Que s’est-il passé ?
Les banques réclament des taux plus élevés depuis près d’une décennie. Il est paradoxal que, maintenant que leurs souhaits se réalisent, des risques semblent se manifester sur le secteur bancaire en raison de la hausse des taux. Nous essayons d’expliquer la situation dans cette note.
Si nous voulons simplifier à l’extrême, les banques sont comme un investisseur obligataire : elles sont heureuses de voir les taux augmenter parce que cela conduira à un rendement plus élevé pour les nouvelles émissions, mais elles doivent gérer le mark-to-market plus faible des obligations qu’elles détiennent lorsque les taux augmentent. Les banques disposent d’une très grande variété d’outils pour ce faire : gestion complémentaire de l’actif et du passif, produits dérivés, lignes de liquidité d’urgence, etc. Mais elles le gèrent différemment, avec plus ou moins de risques et des stratégies plus ou moins bonnes.

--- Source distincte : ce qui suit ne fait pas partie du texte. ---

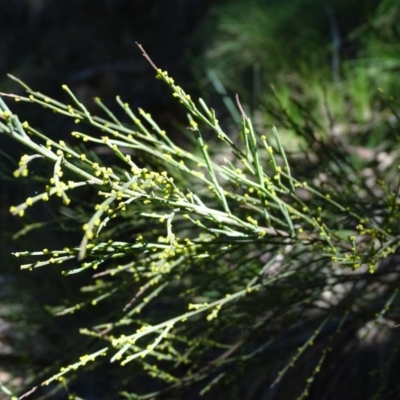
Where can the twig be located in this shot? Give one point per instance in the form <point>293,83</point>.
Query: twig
<point>240,107</point>
<point>146,56</point>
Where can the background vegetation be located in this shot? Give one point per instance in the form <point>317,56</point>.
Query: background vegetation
<point>339,133</point>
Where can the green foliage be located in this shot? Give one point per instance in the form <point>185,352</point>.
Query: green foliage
<point>198,266</point>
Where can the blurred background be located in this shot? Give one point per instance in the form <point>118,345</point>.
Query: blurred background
<point>325,60</point>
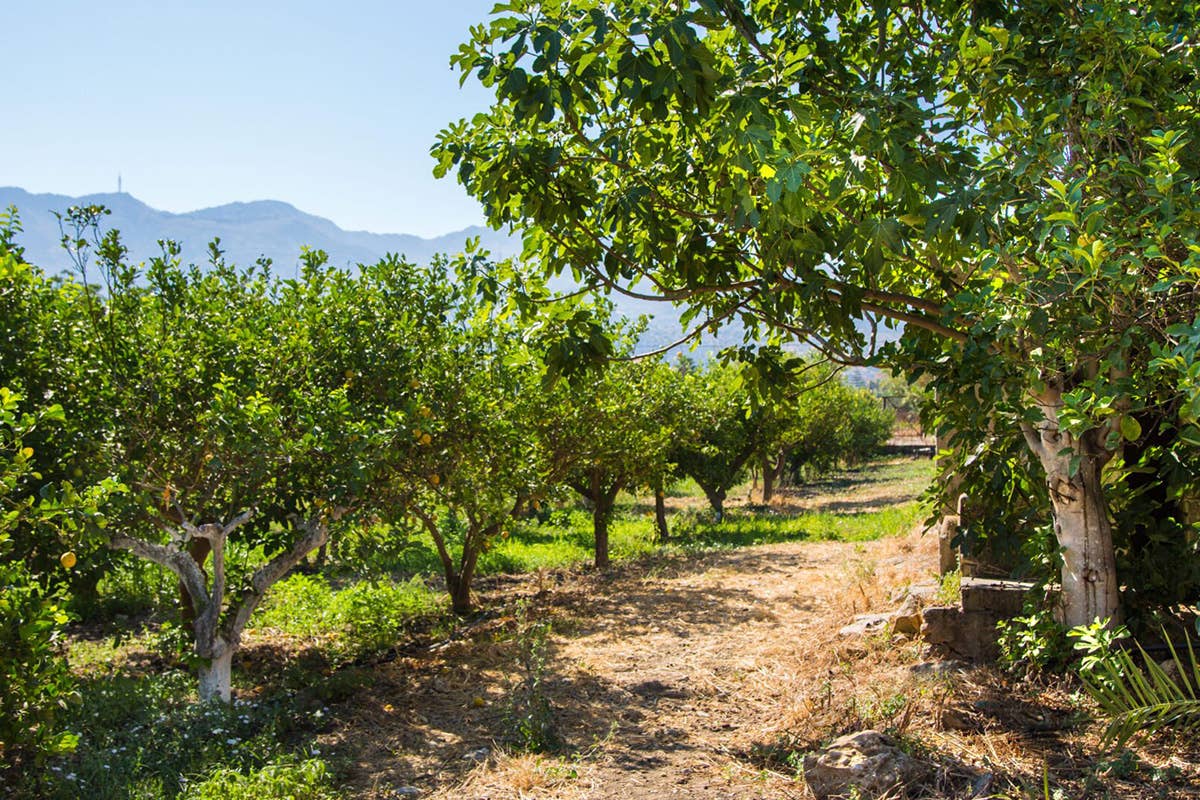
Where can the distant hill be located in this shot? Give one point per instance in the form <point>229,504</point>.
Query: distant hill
<point>277,230</point>
<point>247,232</point>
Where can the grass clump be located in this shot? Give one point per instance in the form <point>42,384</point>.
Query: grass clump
<point>364,617</point>
<point>285,780</point>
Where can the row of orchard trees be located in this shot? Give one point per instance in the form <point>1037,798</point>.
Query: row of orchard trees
<point>216,405</point>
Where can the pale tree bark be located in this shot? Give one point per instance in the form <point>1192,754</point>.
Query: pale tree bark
<point>1081,524</point>
<point>216,636</point>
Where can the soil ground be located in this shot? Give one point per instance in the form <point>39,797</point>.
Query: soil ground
<point>708,677</point>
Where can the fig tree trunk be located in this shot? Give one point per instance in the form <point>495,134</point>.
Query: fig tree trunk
<point>1081,524</point>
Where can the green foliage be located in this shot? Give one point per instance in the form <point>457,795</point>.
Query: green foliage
<point>829,425</point>
<point>611,429</point>
<point>528,711</point>
<point>723,432</point>
<point>35,680</point>
<point>1033,643</point>
<point>142,737</point>
<point>1138,698</point>
<point>286,780</point>
<point>821,172</point>
<point>365,617</point>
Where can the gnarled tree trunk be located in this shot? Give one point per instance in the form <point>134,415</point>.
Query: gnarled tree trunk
<point>217,636</point>
<point>1081,523</point>
<point>660,515</point>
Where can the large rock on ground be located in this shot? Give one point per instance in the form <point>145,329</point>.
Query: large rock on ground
<point>868,762</point>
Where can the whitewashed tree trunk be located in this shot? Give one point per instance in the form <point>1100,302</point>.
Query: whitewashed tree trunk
<point>1081,524</point>
<point>216,678</point>
<point>219,635</point>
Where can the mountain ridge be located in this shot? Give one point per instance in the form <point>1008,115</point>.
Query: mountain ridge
<point>249,230</point>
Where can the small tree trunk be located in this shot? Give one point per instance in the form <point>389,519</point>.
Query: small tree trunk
<point>460,595</point>
<point>717,500</point>
<point>772,471</point>
<point>600,530</point>
<point>199,549</point>
<point>660,515</point>
<point>768,480</point>
<point>216,678</point>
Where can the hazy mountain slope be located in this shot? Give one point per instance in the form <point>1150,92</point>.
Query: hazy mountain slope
<point>277,230</point>
<point>247,230</point>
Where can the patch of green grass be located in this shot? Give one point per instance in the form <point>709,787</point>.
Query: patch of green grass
<point>745,529</point>
<point>145,737</point>
<point>363,617</point>
<point>565,540</point>
<point>285,780</point>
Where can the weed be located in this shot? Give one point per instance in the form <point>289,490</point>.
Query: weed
<point>529,714</point>
<point>949,589</point>
<point>285,780</point>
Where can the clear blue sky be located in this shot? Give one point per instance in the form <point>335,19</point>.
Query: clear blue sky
<point>331,107</point>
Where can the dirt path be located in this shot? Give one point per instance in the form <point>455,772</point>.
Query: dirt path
<point>667,679</point>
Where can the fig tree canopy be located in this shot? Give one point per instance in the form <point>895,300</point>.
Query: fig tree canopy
<point>1014,182</point>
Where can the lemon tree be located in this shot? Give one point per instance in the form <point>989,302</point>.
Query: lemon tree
<point>1013,184</point>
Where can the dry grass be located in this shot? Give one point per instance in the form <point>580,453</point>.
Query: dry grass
<point>707,677</point>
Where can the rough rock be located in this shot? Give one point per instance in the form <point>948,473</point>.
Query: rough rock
<point>868,762</point>
<point>1003,599</point>
<point>478,755</point>
<point>865,624</point>
<point>969,635</point>
<point>906,619</point>
<point>934,668</point>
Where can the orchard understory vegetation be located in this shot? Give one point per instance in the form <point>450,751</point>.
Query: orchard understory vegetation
<point>994,202</point>
<point>222,426</point>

Les taux augmentent depuis un an, mais curieusement, il a fallu un krach sur les cryptomonnaies pour que les investisseurs se souviennent du problème. Une banque crypto, Silvergate, avait un profil de liquidité très agressif avec des dépôts de clients en cryptomonnaies et des obligations d’État comme actifs. De toute évidence, ces actifs représentaient un risque de crédit solide, mais avec des taux plus élevés, le prix a chuté. C’est très bien si vous pouvez conserver votre position, mais avec les différents scandales liés aux cryptomonnaies (y compris FTX), Silvergate a connu des flux sortants et a dû vendre son portefeuille et constater ses moins-values, ce qui l’a conduit vers la faillite.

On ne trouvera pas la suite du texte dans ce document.